Purpose of review: Lipid-lowering is an intervention that reduces atherosclerosis and its complications. Statins currently form the standard of care but are not able to reduce low-density lipoprotein cholesterol (LDL-C) adequately in all patients - particularly those with familial hypercholesterolaemia and those with statin intolerance.
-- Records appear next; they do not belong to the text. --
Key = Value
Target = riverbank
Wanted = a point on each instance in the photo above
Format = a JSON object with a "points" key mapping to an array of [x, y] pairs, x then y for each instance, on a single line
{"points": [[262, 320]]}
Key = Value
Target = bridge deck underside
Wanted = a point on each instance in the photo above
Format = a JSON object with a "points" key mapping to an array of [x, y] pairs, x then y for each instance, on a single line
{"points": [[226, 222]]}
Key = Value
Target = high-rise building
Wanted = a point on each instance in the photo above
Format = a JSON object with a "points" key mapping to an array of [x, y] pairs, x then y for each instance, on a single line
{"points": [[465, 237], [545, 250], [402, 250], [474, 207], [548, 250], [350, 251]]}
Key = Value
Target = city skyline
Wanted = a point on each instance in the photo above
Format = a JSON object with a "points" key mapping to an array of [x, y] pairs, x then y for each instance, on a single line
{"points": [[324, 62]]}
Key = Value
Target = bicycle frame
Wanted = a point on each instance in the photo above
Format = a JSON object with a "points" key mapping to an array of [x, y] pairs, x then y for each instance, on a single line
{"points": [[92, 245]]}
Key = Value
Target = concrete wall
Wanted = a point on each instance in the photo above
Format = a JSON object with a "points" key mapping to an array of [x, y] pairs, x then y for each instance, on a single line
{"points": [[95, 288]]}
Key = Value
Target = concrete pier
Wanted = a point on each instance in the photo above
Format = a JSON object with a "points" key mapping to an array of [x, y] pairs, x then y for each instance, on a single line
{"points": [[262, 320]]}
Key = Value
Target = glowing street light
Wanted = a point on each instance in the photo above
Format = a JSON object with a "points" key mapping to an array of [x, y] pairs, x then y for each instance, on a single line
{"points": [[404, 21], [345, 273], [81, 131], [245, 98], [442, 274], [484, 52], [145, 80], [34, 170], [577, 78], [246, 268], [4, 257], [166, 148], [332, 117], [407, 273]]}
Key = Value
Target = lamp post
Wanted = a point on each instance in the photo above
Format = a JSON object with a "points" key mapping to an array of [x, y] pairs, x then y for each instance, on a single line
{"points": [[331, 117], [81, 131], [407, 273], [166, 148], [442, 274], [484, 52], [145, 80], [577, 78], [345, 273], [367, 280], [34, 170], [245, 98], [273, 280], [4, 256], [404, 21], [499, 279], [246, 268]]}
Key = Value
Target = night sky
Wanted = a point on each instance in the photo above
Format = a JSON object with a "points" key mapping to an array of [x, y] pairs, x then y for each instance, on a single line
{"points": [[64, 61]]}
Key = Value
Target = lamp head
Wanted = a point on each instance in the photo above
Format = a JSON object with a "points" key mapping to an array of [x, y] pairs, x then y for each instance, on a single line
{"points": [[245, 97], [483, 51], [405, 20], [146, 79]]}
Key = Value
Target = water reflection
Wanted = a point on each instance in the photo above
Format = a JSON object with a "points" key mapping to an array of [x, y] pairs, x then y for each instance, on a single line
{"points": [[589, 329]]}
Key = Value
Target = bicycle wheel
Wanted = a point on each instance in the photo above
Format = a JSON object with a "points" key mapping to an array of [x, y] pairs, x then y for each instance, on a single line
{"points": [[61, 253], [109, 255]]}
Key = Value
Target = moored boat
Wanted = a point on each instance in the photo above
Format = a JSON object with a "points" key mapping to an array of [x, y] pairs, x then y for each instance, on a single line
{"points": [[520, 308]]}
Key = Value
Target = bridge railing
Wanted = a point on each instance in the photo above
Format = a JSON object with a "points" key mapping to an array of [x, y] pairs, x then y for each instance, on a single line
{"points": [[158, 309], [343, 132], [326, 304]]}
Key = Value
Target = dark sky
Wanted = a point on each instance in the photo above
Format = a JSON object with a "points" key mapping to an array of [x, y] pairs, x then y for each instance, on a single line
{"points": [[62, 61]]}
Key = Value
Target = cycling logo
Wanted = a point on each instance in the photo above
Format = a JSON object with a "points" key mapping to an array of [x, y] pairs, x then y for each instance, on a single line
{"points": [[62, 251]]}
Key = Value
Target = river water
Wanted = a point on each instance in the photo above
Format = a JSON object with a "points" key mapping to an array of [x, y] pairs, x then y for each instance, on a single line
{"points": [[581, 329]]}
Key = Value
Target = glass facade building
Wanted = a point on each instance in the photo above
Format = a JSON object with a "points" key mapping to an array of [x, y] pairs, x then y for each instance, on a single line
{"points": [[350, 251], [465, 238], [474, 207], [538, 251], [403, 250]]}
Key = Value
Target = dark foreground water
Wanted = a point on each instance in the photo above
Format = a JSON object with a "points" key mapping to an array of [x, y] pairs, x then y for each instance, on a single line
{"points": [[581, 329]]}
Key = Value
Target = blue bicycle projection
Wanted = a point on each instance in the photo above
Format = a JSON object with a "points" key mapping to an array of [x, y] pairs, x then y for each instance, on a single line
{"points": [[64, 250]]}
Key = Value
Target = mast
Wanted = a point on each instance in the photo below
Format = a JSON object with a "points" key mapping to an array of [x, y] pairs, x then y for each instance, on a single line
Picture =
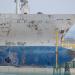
{"points": [[17, 7], [24, 7]]}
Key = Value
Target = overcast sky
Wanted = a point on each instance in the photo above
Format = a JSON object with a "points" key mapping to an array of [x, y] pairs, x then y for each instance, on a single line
{"points": [[45, 6]]}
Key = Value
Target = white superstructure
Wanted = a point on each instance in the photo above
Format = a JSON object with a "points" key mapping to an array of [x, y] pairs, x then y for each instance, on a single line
{"points": [[36, 29]]}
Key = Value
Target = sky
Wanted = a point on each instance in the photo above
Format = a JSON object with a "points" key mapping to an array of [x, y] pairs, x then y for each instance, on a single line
{"points": [[45, 6]]}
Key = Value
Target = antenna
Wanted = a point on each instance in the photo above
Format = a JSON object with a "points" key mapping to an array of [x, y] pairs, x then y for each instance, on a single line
{"points": [[16, 1], [24, 6]]}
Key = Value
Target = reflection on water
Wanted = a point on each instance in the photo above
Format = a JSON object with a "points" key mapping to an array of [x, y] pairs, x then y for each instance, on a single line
{"points": [[31, 74]]}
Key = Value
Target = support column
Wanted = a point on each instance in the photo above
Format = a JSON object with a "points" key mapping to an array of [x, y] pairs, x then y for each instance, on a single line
{"points": [[67, 69]]}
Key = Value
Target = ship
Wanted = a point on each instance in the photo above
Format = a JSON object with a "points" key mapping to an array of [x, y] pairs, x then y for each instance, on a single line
{"points": [[34, 39]]}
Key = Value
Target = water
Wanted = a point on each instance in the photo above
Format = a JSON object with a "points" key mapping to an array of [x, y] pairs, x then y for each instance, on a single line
{"points": [[31, 74]]}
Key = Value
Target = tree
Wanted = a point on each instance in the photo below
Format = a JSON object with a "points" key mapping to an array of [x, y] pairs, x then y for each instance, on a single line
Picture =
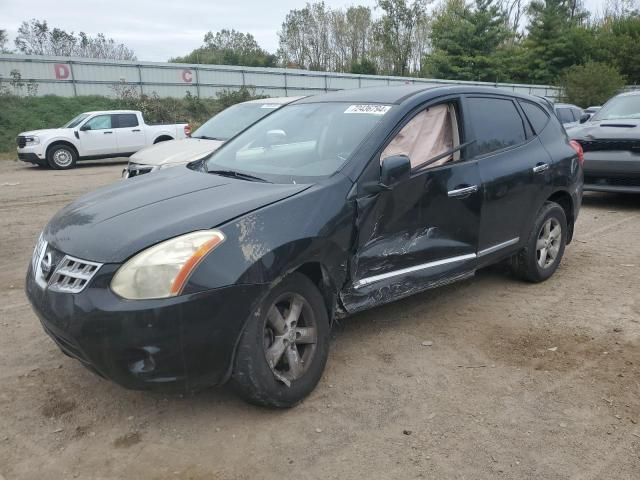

Recent findings: Combination therapy with statins is well established and ezetimibe is often used as an additional LDL-C-lowering agent reducing LDL-C by 20%. However, its clinical efficacy still remains controversial. Newer, more potent methods of LDL-C reduction are in development. Both lomitapide, a microsomal transfer protein inhibitor (MTPI), and mipomersen, an antisense oligonucleotide (ASO), have been shown to improve LDL-C levels by 25-50% in patients with homozygous familial hypercholesterolaemia. In patients with heterozygous familial hypercholesterolaemia or statin intolerance antibody-based inhibitors of preprotein convertase subtilisin/kexin 9 (PCSK9) produce reductions in LDL-C of 30-65%. Cholesterol ester transfer protein inhibitors (CETPIs) reduce LDL-C by 30-40% as well as raising levels of high-density lipoprotein cholesterol (HDL-C) and may also have a role as additional LDL-C-reducing drugs.
Summary: Surrogate outcome trials will be required with lomitapide or mipomersen to confirm their effects in homozygous familial hypercholesterolaemia and clinical endpoint trials will be needed for PCSK9 and CETPIs if these are to be used widely.